A l’ouest de la commune de Plémy (dans les Côtes-d’Armor, au nord de Loudéac), au lieu-dit « la Ville-Pierre », l’édifice qui était considéré comme un des plus anciens lieux de culte protestant de Bretagne n’est plus, malgré les cris d’alarme lancés dans les années 1977. Le toit s’est effondré, les colonnes sont dispersées.

Enquête : on pourrait considérer cet ancien lieu de culte comme une église clandestine, qui ne désirait en aucun cas être répertoriée, pour ainsi mieux échapper à la persécution. Il est lié à l’engagement en faveur de l’évangile de la grande famille des Gouyquet, qui possédèrent de nombreuses seigneuries en Centre-Bretagne. Cette famille fut une des premières à adopter la Réforme protestante dans la province mais aussi une des dernières à résister après la Révocation.

Deux chercheurs ont particulièrement écrit à ce sujet, Claude-Guy Onfray (le co-découvreur avec Gildas Bernard du registre de l’église de la Moussaye), et Jean-Luc Tulot, très certainement le meilleur connaisseur du protestantisme breton d’Ancien Régime, (voir ses très nombreuses études sur les familles protestantes de la région sur : jeanluc.tulot.pagesperso-orange.fr/02LMDLT.htm‎).

Abel Gouyquet, fameux capitaine huguenot pendant la Ligue, délivra à deux reprises le château de Corlay de brigands qui s’en étaient emparé (en 1599 puis 1616). Louis de Rohan Guéméné l’avait même nommé gouverneur de la place en signe de reconnaissance. Tant que cela fut possible, les protestants du Centre-Bretagne (Trédaniel, Loudéac…..) fréquentèrent les temples de La Moussaye ou des Salles.

Après la Révocation, les opiniâtres se réunirent à Plémy au temple de la Ville-Pierre construit clandestinement par les Gouyquet non loin de leurs seigneuries de Vaupatry et du Tertre (ils étaient aussi seigneurs de St-Eloi et Bienassis en Trédaniel).

Ce temple persista jusqu’à ce que les outrages du temps ne provoquent sa ruine en 1983. Dans ce petit hameau perdu de la campagne bretonne, trois des quatre murs de cet édifice subsistent, que d’aucuns estiment avoir été édifié à la fin du XVIe siècle.

Des morceaux de colonnes gisent çà et là. En face du temple, une vieille et belle maison du XVIe siècle est connue sous le nom de « La maison du pasteur » (photo ci-dessous).

C’est là un témoignage dans notre province de l’existence d’un protestantisme « du désert », relevé par le pasteur Bastide, par exemple, qui mentionnait des « assemblées du désert » à Ercé, et à Gahard au nord-est de Rennes

Derrière l’église paroissiale de Trédaniel, se trouve le manoir de Bienassis, qui appartenait aux Gouyquet.
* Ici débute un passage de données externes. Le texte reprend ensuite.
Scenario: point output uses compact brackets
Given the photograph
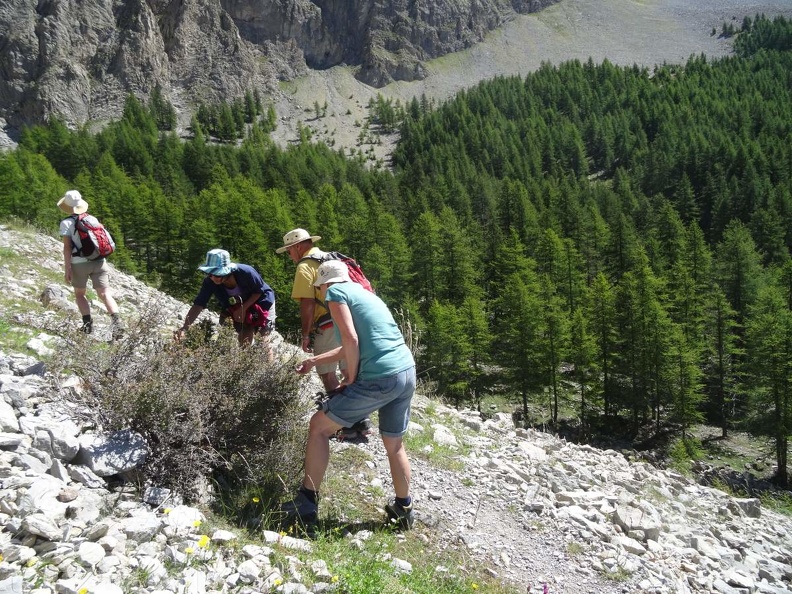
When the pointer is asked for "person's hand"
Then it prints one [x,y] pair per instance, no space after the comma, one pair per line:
[307,344]
[304,367]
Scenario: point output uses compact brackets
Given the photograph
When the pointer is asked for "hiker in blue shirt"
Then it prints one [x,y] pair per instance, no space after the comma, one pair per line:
[243,296]
[379,376]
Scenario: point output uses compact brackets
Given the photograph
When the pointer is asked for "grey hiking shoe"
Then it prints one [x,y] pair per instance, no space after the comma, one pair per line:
[403,517]
[300,509]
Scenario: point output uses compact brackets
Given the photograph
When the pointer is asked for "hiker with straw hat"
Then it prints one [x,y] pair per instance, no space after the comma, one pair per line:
[78,269]
[316,324]
[318,335]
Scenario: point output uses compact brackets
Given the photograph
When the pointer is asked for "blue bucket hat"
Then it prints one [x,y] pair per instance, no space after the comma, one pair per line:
[218,263]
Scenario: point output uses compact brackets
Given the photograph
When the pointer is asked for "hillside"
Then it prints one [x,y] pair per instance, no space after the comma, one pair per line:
[623,32]
[519,509]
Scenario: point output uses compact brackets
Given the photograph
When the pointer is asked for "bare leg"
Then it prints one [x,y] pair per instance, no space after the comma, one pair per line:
[317,453]
[82,301]
[330,381]
[107,298]
[400,465]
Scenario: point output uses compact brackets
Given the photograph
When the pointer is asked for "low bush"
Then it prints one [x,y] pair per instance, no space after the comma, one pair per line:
[207,408]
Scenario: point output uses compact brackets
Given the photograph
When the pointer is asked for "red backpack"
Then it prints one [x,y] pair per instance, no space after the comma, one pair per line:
[355,271]
[94,240]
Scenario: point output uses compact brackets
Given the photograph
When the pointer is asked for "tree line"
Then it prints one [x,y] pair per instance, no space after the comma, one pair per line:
[616,239]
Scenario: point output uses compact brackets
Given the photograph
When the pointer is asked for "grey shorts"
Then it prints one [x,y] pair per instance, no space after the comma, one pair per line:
[391,396]
[96,270]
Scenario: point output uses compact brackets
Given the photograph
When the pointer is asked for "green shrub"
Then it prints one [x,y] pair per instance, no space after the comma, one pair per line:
[682,451]
[206,407]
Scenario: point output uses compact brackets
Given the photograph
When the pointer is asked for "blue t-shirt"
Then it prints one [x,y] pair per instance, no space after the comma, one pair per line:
[382,349]
[249,281]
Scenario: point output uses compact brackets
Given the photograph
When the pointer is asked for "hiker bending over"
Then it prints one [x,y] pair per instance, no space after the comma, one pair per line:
[78,268]
[243,295]
[380,375]
[318,332]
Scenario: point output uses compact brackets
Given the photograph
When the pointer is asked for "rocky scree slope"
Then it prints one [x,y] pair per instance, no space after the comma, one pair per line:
[78,59]
[535,510]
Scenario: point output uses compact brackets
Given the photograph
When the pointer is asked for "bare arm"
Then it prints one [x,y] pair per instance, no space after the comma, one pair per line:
[239,315]
[307,307]
[350,346]
[67,249]
[192,315]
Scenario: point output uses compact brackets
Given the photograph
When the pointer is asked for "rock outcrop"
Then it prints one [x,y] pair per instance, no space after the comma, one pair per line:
[79,59]
[535,510]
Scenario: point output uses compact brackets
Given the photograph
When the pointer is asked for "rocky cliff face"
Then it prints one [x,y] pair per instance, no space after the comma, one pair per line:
[78,59]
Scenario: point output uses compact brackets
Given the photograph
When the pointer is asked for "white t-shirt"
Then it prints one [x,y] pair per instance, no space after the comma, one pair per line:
[67,230]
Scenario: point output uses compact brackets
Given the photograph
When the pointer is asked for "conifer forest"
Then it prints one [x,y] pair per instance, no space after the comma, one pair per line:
[608,242]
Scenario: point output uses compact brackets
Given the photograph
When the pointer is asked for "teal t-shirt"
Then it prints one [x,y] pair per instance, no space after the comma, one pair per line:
[382,349]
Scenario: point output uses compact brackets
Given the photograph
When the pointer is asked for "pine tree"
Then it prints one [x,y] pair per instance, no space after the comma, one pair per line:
[769,369]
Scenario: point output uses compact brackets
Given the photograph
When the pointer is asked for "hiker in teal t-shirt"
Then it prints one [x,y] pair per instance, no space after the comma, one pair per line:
[379,376]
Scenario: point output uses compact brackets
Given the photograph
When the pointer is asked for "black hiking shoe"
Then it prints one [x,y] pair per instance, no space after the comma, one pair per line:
[357,433]
[116,330]
[300,509]
[402,517]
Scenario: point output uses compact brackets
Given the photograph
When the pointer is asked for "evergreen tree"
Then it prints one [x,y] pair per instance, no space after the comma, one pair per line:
[723,358]
[582,353]
[738,268]
[518,315]
[769,369]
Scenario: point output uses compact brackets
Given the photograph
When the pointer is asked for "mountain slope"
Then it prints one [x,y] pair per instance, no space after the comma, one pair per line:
[625,32]
[528,507]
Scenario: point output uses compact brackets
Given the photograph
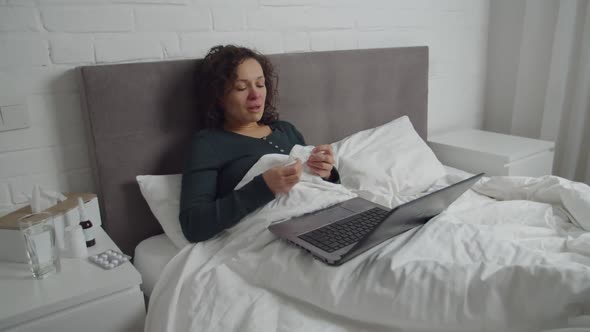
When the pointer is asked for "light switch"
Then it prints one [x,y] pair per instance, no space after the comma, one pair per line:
[13,115]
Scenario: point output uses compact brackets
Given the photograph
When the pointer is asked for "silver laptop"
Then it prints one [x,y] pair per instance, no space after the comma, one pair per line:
[343,231]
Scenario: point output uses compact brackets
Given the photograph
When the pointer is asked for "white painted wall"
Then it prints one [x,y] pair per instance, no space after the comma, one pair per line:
[42,40]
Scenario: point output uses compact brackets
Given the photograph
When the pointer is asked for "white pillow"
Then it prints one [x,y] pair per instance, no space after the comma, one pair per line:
[162,193]
[376,163]
[385,161]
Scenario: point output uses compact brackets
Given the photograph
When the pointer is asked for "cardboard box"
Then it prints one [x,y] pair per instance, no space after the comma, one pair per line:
[65,213]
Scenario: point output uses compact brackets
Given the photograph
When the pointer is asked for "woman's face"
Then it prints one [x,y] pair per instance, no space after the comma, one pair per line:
[244,100]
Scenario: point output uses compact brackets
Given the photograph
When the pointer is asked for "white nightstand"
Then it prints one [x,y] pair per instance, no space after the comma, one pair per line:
[82,297]
[495,154]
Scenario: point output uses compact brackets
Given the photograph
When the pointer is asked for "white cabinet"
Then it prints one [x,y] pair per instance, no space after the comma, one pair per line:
[495,154]
[81,297]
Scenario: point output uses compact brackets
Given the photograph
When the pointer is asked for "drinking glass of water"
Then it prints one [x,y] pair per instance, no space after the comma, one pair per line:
[39,236]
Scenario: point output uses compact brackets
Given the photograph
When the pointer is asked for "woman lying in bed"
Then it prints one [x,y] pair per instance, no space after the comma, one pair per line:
[236,93]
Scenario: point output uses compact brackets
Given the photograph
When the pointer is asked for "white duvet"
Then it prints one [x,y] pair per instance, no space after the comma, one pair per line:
[504,257]
[483,265]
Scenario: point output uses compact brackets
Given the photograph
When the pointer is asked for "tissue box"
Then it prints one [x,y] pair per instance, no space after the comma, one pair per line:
[12,247]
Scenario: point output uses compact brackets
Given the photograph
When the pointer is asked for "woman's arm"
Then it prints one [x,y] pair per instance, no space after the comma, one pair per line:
[203,214]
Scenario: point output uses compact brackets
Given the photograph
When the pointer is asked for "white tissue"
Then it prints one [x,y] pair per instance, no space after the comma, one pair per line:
[41,199]
[75,243]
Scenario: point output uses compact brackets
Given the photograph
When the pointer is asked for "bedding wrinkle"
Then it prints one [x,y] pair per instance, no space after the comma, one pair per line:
[483,265]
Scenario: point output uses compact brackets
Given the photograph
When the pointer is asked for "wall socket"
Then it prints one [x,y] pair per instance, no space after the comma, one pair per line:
[13,114]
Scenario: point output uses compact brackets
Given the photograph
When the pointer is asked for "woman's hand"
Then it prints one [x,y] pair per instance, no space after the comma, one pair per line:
[281,179]
[321,160]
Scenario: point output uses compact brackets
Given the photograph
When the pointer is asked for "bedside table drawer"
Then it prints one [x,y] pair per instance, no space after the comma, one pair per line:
[493,153]
[536,165]
[122,311]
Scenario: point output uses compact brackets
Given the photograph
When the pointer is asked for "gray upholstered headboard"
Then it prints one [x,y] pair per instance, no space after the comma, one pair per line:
[142,115]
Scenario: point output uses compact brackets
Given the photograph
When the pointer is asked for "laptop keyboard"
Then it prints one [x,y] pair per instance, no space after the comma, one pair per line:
[343,233]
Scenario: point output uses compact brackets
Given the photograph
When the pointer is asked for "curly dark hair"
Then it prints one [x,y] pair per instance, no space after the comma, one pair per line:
[217,70]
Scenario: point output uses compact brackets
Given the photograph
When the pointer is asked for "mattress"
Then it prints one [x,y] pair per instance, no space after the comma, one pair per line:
[151,256]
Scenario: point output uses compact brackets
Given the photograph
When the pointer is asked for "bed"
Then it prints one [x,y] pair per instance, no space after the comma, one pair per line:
[510,255]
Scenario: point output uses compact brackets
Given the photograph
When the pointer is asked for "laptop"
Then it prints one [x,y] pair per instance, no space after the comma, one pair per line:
[343,231]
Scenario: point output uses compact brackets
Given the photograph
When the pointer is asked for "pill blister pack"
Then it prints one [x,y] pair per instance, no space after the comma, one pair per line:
[109,259]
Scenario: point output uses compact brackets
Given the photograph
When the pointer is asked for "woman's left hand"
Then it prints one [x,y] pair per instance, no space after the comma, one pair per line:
[321,160]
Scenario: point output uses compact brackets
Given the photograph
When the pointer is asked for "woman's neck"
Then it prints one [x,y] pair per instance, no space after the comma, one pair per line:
[242,127]
[252,129]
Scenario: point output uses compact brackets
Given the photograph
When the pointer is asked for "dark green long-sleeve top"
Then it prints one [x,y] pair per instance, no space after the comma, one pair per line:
[217,162]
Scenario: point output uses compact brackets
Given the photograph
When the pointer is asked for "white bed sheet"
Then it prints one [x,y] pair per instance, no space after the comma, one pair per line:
[483,265]
[151,256]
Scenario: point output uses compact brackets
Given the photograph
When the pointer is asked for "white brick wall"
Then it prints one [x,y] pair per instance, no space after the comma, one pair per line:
[41,41]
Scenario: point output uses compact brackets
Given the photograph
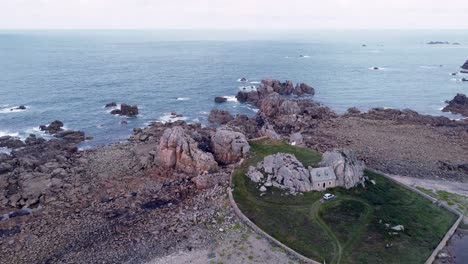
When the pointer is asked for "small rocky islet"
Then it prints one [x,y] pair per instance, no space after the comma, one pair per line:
[137,200]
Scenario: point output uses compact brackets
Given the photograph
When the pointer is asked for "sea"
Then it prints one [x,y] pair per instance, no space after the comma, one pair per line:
[70,75]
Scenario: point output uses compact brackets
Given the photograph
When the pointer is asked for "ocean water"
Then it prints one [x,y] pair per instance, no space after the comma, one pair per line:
[71,75]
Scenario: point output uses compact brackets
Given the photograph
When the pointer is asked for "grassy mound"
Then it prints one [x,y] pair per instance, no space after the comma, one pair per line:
[350,228]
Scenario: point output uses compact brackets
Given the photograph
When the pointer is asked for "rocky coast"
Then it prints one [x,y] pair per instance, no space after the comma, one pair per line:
[163,191]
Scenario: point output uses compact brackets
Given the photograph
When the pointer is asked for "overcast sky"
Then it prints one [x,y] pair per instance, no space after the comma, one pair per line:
[233,14]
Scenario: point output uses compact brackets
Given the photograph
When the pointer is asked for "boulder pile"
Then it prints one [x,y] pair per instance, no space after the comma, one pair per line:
[125,110]
[180,151]
[228,146]
[458,105]
[348,169]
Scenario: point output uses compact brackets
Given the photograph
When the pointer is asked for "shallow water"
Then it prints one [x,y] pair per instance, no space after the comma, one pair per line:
[71,75]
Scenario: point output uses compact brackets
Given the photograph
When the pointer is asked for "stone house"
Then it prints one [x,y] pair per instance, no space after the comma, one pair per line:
[322,178]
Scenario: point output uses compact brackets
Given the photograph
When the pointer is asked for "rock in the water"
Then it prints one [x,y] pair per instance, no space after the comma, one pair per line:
[54,127]
[113,104]
[353,111]
[126,110]
[348,169]
[180,151]
[201,182]
[465,65]
[11,142]
[458,105]
[220,116]
[229,146]
[302,88]
[71,135]
[438,43]
[220,99]
[21,107]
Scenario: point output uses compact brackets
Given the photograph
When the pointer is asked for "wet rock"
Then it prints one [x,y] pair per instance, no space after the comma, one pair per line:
[53,128]
[126,110]
[11,142]
[219,99]
[296,139]
[113,104]
[353,111]
[465,65]
[21,107]
[201,182]
[10,231]
[458,105]
[71,135]
[303,88]
[220,116]
[228,146]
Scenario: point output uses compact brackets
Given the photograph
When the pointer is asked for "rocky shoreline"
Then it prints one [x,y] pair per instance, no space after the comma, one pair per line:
[163,190]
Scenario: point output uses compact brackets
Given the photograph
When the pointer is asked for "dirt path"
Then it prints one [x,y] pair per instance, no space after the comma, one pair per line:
[438,185]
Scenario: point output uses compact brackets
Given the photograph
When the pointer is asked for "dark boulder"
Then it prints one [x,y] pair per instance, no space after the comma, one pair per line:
[302,88]
[465,65]
[458,105]
[54,127]
[220,116]
[126,110]
[33,140]
[71,135]
[21,107]
[11,142]
[353,111]
[219,99]
[113,104]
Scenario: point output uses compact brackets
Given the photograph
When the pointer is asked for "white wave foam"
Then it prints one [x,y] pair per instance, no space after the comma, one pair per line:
[7,133]
[429,67]
[230,98]
[169,118]
[248,88]
[5,151]
[11,109]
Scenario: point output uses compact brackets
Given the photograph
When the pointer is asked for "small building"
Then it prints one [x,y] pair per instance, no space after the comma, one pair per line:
[322,178]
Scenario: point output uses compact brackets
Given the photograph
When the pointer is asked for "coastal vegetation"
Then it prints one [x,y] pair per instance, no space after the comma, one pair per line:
[355,227]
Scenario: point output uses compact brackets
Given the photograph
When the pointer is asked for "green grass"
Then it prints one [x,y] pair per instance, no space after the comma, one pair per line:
[348,229]
[459,202]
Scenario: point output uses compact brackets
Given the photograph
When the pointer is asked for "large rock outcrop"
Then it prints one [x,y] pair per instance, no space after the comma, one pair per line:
[220,116]
[458,105]
[126,110]
[348,169]
[269,86]
[228,146]
[180,151]
[11,142]
[282,171]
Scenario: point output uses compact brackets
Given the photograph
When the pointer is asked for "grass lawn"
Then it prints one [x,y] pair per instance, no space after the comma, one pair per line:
[348,229]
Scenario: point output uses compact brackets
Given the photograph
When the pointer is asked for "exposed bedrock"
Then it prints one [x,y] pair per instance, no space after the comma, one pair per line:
[229,146]
[180,151]
[458,105]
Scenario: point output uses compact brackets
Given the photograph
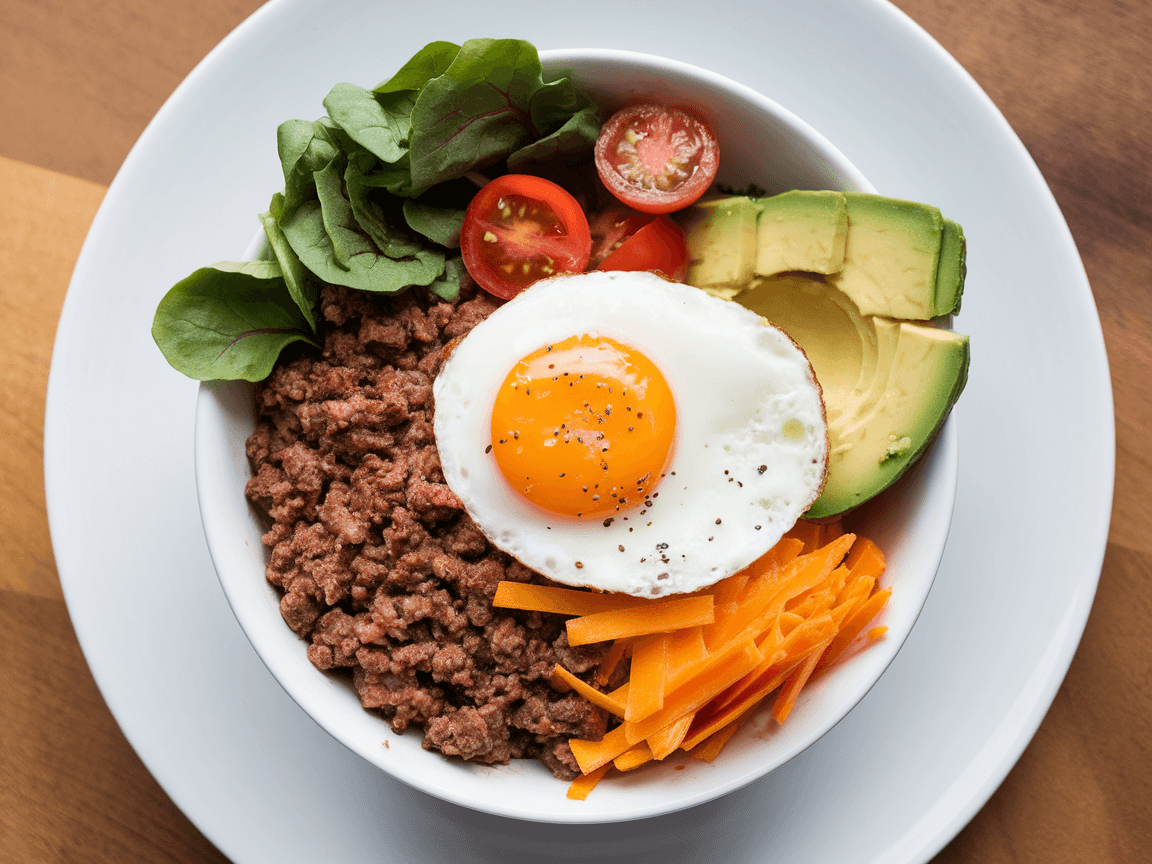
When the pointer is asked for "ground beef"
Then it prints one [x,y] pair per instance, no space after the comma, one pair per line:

Ces huguenots opiniâtres se passèrent des services du prêtre à leur mort vers 1720. Jean Gouyquet et son épouse Claude se firent en effet inhumer clandestinement au fond du jardin de leur propriété …

Cette famille avait aussi été une des premières à passer à la Réforme dans les Côtes-d’Armor, comme le note Jean-Luc Tulot. C’est à Trédaniel que la dernière représentante huguenote de cette famille Gouyquet de Bienassis, abjura le 7 mai 1755, soit 70 ans après la Révocation : 70 ans de clandestinité !

Le vieux temple est détruit, les restes de colonnes jonchent le sol.

Les murs extérieurs ont résisté, et abritent aujourd’hui un garage de particuliers.

Note complémentaire du site Huguenotsinfo.free : « Vers 1550, le sieur de Gouyquet, chef du nom et d’armes d’une importante famille huguenote, obtient la création d’une Église dressée. Il fait construire un temple à la Ville-Pierre, un hameau isolé de sa seigneurie, tout à fait propice à la discrétion dont il est alors prudent d’entourer la pratique du culte réformé. Ce sera, en Bretagne, le premier édifice de ce type.

Outre sa vocation cultuelle, le bâtiment était également l’un des derniers exemples d’un type de construction publique assez fréquent au XVIe siècle : halles ouvertes au rez-de-chaussée et étage clos. En façade, on comptait cinq piliers de blocs cylindriques en granit local. On accédait à l’étage formé d’une seule grande pièce ornée d’une magnifique cheminée par un escalier de bois sculpté ».